When I tested model on random game data from the dataset, On some cases Linear Regression worked better(it predicted a closer rating to actual user rating than predicted by random forest regressor) but on most cases Random Forest Regressor Model worked better obviously due to its lower Mean Sqaured Error

DATASET

In the dataset we had around 81,000 different boardgames.

URL: https://github.com/ThaWeatherman/scrapers/tree/master/boardgamegeek/games.csv

DATA PREPROCESSING

I was able to remove those games that were never rated because they were never published. While training the either model, I removed attributes like name, id, bayes_average_rating and average_rating(because that's what we wanted to predict) as they were not providing any useful information.
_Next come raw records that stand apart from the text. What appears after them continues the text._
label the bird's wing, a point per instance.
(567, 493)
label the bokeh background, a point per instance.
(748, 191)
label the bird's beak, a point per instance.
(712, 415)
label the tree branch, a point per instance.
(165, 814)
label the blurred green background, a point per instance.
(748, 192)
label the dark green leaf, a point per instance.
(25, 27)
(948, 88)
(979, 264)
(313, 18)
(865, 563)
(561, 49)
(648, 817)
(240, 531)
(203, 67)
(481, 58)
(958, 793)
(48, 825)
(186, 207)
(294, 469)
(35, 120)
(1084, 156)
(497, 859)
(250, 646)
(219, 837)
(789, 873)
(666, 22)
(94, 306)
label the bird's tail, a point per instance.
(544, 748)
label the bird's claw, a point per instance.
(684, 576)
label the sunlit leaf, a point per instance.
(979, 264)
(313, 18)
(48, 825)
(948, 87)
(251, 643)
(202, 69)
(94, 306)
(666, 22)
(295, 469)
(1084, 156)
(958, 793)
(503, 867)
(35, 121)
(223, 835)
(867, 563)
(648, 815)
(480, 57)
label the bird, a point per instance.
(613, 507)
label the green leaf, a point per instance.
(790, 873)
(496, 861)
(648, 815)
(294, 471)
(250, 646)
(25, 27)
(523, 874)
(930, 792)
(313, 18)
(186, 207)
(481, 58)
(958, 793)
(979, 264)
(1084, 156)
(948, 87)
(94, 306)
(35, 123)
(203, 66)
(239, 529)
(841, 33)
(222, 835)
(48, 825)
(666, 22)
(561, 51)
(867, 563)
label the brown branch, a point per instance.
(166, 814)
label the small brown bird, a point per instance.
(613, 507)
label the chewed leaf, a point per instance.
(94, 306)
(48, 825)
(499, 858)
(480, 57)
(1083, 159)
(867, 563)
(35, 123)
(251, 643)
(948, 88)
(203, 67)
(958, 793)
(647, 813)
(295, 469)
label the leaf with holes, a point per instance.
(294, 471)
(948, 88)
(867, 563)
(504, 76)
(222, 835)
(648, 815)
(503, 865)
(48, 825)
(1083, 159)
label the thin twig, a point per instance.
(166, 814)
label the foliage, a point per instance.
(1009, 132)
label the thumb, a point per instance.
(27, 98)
The mathematics and theory for Linear Regression is quite long, so here are the hyperlinks for the page:

1. LINEAR REGRESSION

Simple Linear Regression or Linear Regression with One Variable
Cost Function for Simple Linear Regression
Gradient Descent for Simple Linear Regression
Multivariate Linear Regression
Cost Function and Gradient Descent for MVLR
Gradient Descent in Practice
Polynomial Regression
Normal Equation for Learning Parameters

2. RANDOM FORREST REGRESSION

Decision Tree Regression
Bootstrap method and Bootstrap Aggregation
From Bagging to Random Forest

Linear Regression

When the target variable that we’re trying to predict is continuous(Real valued like predict selling price of a house), we call the learning problem a regression problem.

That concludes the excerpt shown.